Information Theory, Inference, and Learning Algorithms

another book available online, including latex and octave, perl, etc, source. might be a good ref on IT basics, neural nets, coding, compression, and monte carlo.

data clustering for screen scraping

i just had an idea for an application of unsupervised data clustering. a quick google popped up python-cluster. looks like it's been abandoned for a couple of years, but it has a hierarchical algorithm and (maybe) k-means. i might try it. also, scipy.cluster has kmeans and vector quantization, with self organized feature maps and other methods promised later. the app is screen scraping web pages and trying to get the main content (an article, for example) without the ads, links, and other junk around the edges. i think it might be possible to look at each line (after tossing everything inside script tags) and separate the lines based on their length and the percent of the line inside html markup. the reasoning is that real content usually has long lines in the source and a small fraction of html taggage. i probably want to throw in line index as a third variable, since the lines i want will probably be close together. another thing i could do is grab multiple pages from the same site: either multiple articles that should have the same format or multiple copies from different days for a frequently updated page. that would allow me to do two things. first, i could combine data points from multiple pages to get higher point density for the cluster detection. (might need to test if an each individual page is sampled from the same distribution as the others to throw out outliers.) second, i could detect identical lines to throw away as nonunique boilerplate.
the ubuntu python-mvpa package looks like it might fit the bill.
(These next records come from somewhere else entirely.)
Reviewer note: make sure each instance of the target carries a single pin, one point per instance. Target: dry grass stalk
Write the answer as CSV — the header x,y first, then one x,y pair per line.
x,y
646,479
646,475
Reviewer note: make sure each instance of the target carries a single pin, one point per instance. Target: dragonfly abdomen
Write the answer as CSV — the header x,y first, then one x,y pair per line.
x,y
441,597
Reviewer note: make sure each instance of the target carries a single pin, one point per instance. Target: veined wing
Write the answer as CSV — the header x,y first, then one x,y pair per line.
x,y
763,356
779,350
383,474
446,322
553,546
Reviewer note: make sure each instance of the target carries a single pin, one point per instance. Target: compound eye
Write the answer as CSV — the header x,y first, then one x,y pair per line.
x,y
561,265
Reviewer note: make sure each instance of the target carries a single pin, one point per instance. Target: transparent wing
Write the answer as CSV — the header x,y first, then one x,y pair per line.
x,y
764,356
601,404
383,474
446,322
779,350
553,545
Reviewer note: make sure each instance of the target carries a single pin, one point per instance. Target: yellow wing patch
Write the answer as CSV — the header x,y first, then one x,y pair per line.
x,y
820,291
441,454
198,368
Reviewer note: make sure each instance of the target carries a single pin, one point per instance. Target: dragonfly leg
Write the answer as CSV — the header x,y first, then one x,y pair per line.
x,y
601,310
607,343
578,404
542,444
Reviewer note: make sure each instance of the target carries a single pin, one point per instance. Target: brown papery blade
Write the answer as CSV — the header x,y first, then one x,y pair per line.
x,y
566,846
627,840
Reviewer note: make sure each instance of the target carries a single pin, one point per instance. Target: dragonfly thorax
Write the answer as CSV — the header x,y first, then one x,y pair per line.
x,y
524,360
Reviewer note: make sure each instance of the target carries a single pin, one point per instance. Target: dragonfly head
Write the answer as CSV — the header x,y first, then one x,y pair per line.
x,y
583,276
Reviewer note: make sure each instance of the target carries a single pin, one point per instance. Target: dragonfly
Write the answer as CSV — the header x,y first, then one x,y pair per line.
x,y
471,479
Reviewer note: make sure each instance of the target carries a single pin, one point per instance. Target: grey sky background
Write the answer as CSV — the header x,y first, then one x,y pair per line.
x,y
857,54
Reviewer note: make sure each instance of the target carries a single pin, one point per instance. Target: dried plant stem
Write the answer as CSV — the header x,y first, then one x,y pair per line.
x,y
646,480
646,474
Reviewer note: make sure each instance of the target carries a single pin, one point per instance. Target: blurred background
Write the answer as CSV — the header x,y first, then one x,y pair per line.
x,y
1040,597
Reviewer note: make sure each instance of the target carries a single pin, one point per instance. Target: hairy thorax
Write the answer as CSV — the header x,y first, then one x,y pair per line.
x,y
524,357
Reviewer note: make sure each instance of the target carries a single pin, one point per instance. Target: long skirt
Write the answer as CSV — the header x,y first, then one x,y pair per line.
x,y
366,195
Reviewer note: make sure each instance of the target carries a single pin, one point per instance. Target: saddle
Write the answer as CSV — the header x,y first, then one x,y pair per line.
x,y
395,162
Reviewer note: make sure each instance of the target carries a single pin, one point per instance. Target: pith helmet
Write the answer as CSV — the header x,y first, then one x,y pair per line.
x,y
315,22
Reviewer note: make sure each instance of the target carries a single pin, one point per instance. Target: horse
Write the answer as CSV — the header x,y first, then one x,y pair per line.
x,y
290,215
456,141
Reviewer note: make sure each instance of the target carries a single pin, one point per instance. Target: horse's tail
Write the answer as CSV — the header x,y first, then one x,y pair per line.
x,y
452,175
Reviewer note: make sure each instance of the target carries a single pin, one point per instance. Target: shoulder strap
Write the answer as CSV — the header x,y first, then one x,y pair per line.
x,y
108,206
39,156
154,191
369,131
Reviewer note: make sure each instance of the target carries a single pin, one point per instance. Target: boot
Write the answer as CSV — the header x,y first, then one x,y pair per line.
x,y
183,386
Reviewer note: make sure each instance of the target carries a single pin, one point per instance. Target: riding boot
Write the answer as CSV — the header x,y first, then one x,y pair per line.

Wednesday, November 18, 2009

Software for Hidden Markov Models and Dynamical Systems

all the source and the whole build system for a book by andrew fraser is online. the code is written in python, and the typesetting uses rubber, the python wrapper for all things tex. not only is the subject matter interesting (an application chapter on obstructive sleep apnea), but i think it has some good examples of how to write a book or long report with python and latex. took a _long_ time to put everything together, but it generates the whole book. if i actually use it, i think i'll have to buy the book in gratitude. (had to comment out a \printnomenclature line to get latex to run. guess i have a bad nomencl.)

Tuesday, November 17, 2009

Flexible Algorithms for Image Registration

book by jan modersitzki that has an associated website with matlab (meh) software and other ref docs.

Scientific Computation

book from cambridge u press by gaston gonnet. i'm not sure the methods are extremely advanced, but it gives an interesting spread of applications, including protein structure and stock price prediction.